What this looks like for the three you mentioned
The specific detail changes provider to provider and service to service, and it changes over time as providers update their offerings, so always verify current specifics directly against the provider's own documentation before relying on it. But the shape of the assessment is consistent.
For a model provider like OpenAI or Anthropic, the questions that matter most are around training data use, retention periods, whether enhanced data controls are available and enabled, and what your Data Processing Agreement actually covers for the specific service you use, since terms can differ between a consumer product and an API or enterprise offering.
For infrastructure providers like AWS, the questions shift toward configuration. AWS provides an extensive set of well documented security capabilities, but the well known reality of cloud security is that most cloud related incidents trace back to how a customer configured the service, not a failure in the underlying platform. The provider secures the cloud. You are responsible for security in the cloud, meaning your own configuration, access controls, and architecture. Assessing AWS is less about whether AWS itself is secure, which for the core platform it generally is, and more about whether your own setup on top of it follows recognised best practice.
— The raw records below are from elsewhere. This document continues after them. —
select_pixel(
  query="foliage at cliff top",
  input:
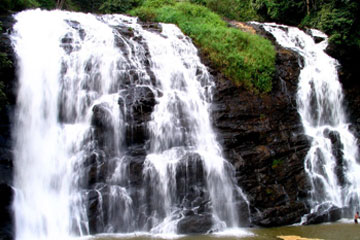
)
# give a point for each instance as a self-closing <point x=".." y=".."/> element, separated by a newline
<point x="247" y="59"/>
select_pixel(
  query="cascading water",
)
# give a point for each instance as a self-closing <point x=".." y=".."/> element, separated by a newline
<point x="331" y="162"/>
<point x="113" y="131"/>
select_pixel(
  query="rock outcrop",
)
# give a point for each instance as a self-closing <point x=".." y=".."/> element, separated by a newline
<point x="7" y="102"/>
<point x="262" y="137"/>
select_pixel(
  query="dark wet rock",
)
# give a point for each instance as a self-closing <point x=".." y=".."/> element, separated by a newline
<point x="262" y="137"/>
<point x="281" y="215"/>
<point x="7" y="106"/>
<point x="324" y="213"/>
<point x="6" y="213"/>
<point x="195" y="224"/>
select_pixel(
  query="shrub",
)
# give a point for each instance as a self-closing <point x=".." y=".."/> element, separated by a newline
<point x="119" y="6"/>
<point x="246" y="59"/>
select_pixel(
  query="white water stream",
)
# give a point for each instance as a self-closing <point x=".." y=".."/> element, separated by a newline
<point x="75" y="69"/>
<point x="332" y="161"/>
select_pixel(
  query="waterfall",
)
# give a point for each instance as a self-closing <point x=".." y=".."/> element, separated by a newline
<point x="332" y="160"/>
<point x="112" y="131"/>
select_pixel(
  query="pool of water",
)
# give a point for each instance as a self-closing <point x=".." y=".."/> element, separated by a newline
<point x="343" y="230"/>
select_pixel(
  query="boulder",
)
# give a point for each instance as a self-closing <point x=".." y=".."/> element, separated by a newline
<point x="195" y="224"/>
<point x="324" y="213"/>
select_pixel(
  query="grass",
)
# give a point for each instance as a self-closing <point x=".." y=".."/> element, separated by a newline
<point x="246" y="59"/>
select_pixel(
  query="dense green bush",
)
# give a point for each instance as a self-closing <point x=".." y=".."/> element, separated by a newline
<point x="240" y="10"/>
<point x="245" y="58"/>
<point x="281" y="11"/>
<point x="339" y="19"/>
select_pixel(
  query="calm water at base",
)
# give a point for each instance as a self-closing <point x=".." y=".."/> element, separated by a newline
<point x="344" y="230"/>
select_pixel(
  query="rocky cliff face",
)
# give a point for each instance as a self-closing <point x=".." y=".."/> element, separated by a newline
<point x="7" y="78"/>
<point x="262" y="137"/>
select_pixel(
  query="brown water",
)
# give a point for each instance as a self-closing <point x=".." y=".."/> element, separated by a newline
<point x="335" y="231"/>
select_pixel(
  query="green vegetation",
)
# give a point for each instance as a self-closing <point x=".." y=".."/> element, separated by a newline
<point x="4" y="64"/>
<point x="340" y="19"/>
<point x="245" y="58"/>
<point x="116" y="6"/>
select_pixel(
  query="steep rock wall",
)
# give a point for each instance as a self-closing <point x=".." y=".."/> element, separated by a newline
<point x="262" y="137"/>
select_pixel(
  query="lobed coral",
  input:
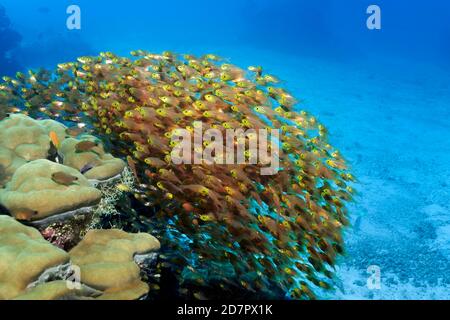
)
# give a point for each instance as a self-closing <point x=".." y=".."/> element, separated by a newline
<point x="101" y="266"/>
<point x="224" y="228"/>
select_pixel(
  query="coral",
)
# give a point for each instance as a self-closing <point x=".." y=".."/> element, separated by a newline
<point x="112" y="194"/>
<point x="29" y="191"/>
<point x="32" y="194"/>
<point x="58" y="290"/>
<point x="22" y="139"/>
<point x="224" y="228"/>
<point x="105" y="258"/>
<point x="24" y="256"/>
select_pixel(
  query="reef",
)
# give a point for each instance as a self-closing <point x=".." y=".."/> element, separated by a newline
<point x="49" y="248"/>
<point x="224" y="229"/>
<point x="9" y="40"/>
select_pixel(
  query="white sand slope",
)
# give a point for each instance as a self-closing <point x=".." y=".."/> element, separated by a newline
<point x="393" y="125"/>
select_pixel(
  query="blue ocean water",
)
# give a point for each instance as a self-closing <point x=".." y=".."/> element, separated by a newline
<point x="384" y="95"/>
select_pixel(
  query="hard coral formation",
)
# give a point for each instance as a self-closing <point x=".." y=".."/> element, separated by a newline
<point x="105" y="258"/>
<point x="24" y="256"/>
<point x="22" y="139"/>
<point x="224" y="227"/>
<point x="99" y="165"/>
<point x="32" y="195"/>
<point x="30" y="190"/>
<point x="33" y="269"/>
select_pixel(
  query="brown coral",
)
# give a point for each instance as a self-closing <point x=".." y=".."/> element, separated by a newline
<point x="224" y="227"/>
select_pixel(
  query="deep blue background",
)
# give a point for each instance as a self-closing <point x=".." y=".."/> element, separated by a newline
<point x="384" y="95"/>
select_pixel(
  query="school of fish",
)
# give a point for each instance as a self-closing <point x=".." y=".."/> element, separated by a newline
<point x="223" y="228"/>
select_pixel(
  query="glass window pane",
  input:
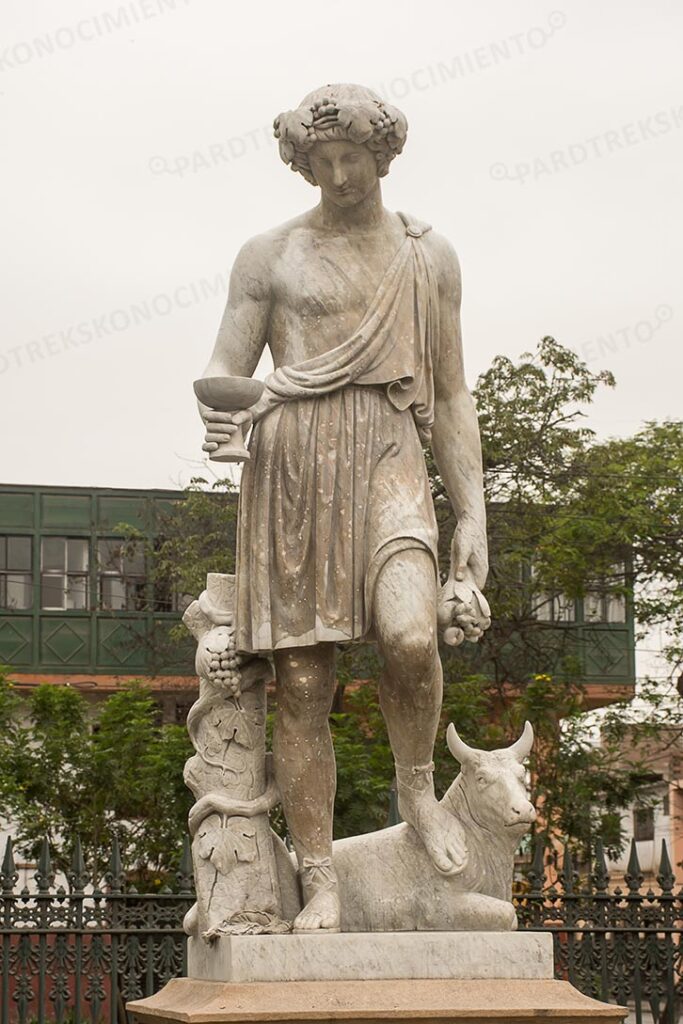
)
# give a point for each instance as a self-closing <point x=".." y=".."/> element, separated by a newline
<point x="109" y="556"/>
<point x="52" y="591"/>
<point x="112" y="593"/>
<point x="77" y="558"/>
<point x="19" y="591"/>
<point x="135" y="595"/>
<point x="53" y="552"/>
<point x="615" y="607"/>
<point x="134" y="561"/>
<point x="18" y="554"/>
<point x="593" y="607"/>
<point x="643" y="824"/>
<point x="77" y="592"/>
<point x="564" y="608"/>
The questions to ask directly
If you have a direct relationship or sales contact with a provider, do not hesitate to ask them plainly. Reasonable providers expect and welcome these questions from business customers, and their answers, or their absence, tell you something either way.
- Can you share your current SOC 2 report or equivalent audit evidence?
- Is our data used for training, and can this be disabled or is it already excluded by default for our tier of service?
- What is your data retention policy for our specific service, and can it be adjusted?
- Do you offer data residency in the UK or EU, and what do we need to configure to use it?
- Who are your sub processors for this service?
- What is your incident notification process if something affecting our data occurs?
Why this protects you commercially, not just technically
There is a direct payoff for doing this work, beyond simply reducing your own risk. When your enterprise customer's security team asks how you vet your own AI and infrastructure providers, having real answers, drawn from an actual assessment rather than an assumption that a big name equals safe, is exactly the kind of maturity that builds buyer confidence. It shows you understand that security is a chain, and that you have checked every link you control, including the ones that are technically someone else's product.
Conversely, being unable to answer basic questions about your own providers signals the same gap that a hardcoded secret or an unclear data flow does. It suggests security has not been thought through end to end.
The honest takeaway
Building on major, well resourced providers is generally a sound decision, and it would be wrong to suggest otherwise. But sound does not mean automatic. Your responsibility does not end at the point you choose a reputable name. It continues through how you configure what they offer, what you actually enable, and whether you can answer, clearly and specifically, the same kind of questions your own enterprise buyers ask you.
Do that assessment deliberately, keep the evidence, and you turn what could be an unexamined assumption into a genuine strength you can point to when a buyer asks how your AI product handles risk across its entire chain, not just the part you built yourself.